Bottles of multivitamins take up entire rows of most pharmacies and supermarkets. Millions of people take them, around 1/3 of people in Western countries, and billions of dollars worth are bought each year.

They are usually combined with dietary minerals and so a more accurate name would be a “multivitamin/mineral supplement” and the USA Food and Drug Board define them as

“a supplement containing three or more vitamins and minerals that does not include herbs, hormones, or drugs, where each vitamin and mineral is included at a dose below the tolerable upper level and does not present a risk of adverse health effects”.

It is hotly debated in medical circles as to whether healthy people should take them. Some health professionals argue that they are a waste of time and money as there is no good evidence that they can help prevent diseases such as cancer or heart disease. Others (myself included) argue that it is very hard to study the effects of taking multivitamin supplements, and that they provide “nutritional insurance” ie. they top up almost anything important that we may be missing in our diet. That is the reason I take one: I try to eat as healthily as possible, but I don’t know if my body is low in one or even several important minerals or vitamins. Despite having a good diet, many New Zealanders are low in a number of important nutrients such as vitamin D, particularly in the winter, and selenium, due to the low levels in our soil and therefore our food.

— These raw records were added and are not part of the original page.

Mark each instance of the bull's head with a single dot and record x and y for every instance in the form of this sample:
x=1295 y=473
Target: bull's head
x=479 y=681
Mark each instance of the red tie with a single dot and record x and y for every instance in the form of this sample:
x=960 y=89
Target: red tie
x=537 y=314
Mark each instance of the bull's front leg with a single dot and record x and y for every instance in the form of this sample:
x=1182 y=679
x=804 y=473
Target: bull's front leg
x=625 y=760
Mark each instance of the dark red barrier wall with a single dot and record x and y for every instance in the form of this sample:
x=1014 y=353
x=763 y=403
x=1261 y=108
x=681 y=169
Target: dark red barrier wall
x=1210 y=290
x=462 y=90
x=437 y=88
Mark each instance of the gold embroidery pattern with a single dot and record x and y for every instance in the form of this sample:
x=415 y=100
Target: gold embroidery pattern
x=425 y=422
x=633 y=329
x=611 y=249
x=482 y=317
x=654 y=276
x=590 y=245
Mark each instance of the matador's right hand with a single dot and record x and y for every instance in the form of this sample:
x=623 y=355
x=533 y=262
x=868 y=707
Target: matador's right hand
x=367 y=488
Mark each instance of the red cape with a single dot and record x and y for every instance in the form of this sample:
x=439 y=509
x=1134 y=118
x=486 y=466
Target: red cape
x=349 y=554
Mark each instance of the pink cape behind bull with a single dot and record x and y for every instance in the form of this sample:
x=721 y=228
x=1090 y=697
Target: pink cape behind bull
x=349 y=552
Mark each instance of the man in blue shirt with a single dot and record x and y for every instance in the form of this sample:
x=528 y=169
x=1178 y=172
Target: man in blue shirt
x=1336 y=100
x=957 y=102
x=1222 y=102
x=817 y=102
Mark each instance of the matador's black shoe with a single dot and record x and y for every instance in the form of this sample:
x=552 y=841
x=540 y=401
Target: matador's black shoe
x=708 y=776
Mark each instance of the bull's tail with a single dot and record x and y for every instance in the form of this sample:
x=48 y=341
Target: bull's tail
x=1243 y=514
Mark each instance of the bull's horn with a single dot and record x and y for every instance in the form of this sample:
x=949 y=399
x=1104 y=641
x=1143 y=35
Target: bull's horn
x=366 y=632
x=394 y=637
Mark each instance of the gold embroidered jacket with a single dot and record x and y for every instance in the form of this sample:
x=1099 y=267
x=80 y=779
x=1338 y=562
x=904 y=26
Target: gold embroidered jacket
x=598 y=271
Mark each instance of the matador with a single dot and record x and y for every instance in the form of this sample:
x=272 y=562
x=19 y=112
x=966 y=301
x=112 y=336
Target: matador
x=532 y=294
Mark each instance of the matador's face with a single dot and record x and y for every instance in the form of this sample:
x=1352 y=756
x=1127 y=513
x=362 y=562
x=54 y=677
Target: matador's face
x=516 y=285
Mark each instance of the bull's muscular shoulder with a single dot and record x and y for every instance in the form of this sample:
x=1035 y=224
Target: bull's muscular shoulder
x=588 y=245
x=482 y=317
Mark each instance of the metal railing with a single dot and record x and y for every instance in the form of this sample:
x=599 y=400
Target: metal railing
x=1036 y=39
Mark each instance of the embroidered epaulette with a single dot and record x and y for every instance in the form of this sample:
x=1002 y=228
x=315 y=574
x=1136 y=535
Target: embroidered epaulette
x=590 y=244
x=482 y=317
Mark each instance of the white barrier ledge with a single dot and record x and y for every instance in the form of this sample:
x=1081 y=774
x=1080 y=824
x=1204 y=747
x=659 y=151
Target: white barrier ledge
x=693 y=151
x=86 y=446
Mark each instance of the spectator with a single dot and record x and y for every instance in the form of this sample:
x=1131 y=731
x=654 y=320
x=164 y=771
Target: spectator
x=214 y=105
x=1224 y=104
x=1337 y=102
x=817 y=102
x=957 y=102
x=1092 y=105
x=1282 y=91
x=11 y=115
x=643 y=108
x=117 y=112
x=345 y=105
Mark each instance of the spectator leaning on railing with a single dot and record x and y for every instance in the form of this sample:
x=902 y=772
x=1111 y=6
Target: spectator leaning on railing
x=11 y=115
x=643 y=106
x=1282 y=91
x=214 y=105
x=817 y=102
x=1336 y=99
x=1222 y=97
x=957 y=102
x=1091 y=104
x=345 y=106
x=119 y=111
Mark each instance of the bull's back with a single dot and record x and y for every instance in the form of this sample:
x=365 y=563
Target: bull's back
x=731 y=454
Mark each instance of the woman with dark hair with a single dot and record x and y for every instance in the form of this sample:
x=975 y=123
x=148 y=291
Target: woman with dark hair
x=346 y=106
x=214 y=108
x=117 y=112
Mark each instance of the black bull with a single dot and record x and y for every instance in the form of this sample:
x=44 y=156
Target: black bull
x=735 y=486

I could, and some people do, regularly test my blood for all the important minerals and vitamins. But this takes time and costs a lot of money. Taking a good multivitamin is much simpler and if you do not need some or all of the ingredients you will just pee them out. Despite a few scare stories in the media over the last few years, in my view it is perfectly safe to take a multivitamin tablet every day.

There is some interesting new evidence to support my case. The evidence comes from a study which was undertaken in the USA but the results are likely to be very similar here. Researchers found that 24% of adults had one nutrient deficiency, about 6% had two nutrient deficiencies, and another 2% of adults had three or more vitamin/mineral deficiencies. In total, they found that around one in three American adults had at least one vitamin or mineral deficiency.

Then they looked at the effect of taking a “full spectrum multivitamin” which was defined as containing 12+ vitamins and 6-­14 minerals, in other words, a good multivitamin tablet or capsule. The results were compelling: while 31% of those who did not take a multivitamin had at least one vitamin or mineral deficiency, only 12% of people who took a multivitamin had one or more nutrient deficiency. In other words, people who do not take a multivitamin are 2.5 times more likely to have a nutrient deficiency compared to those who do.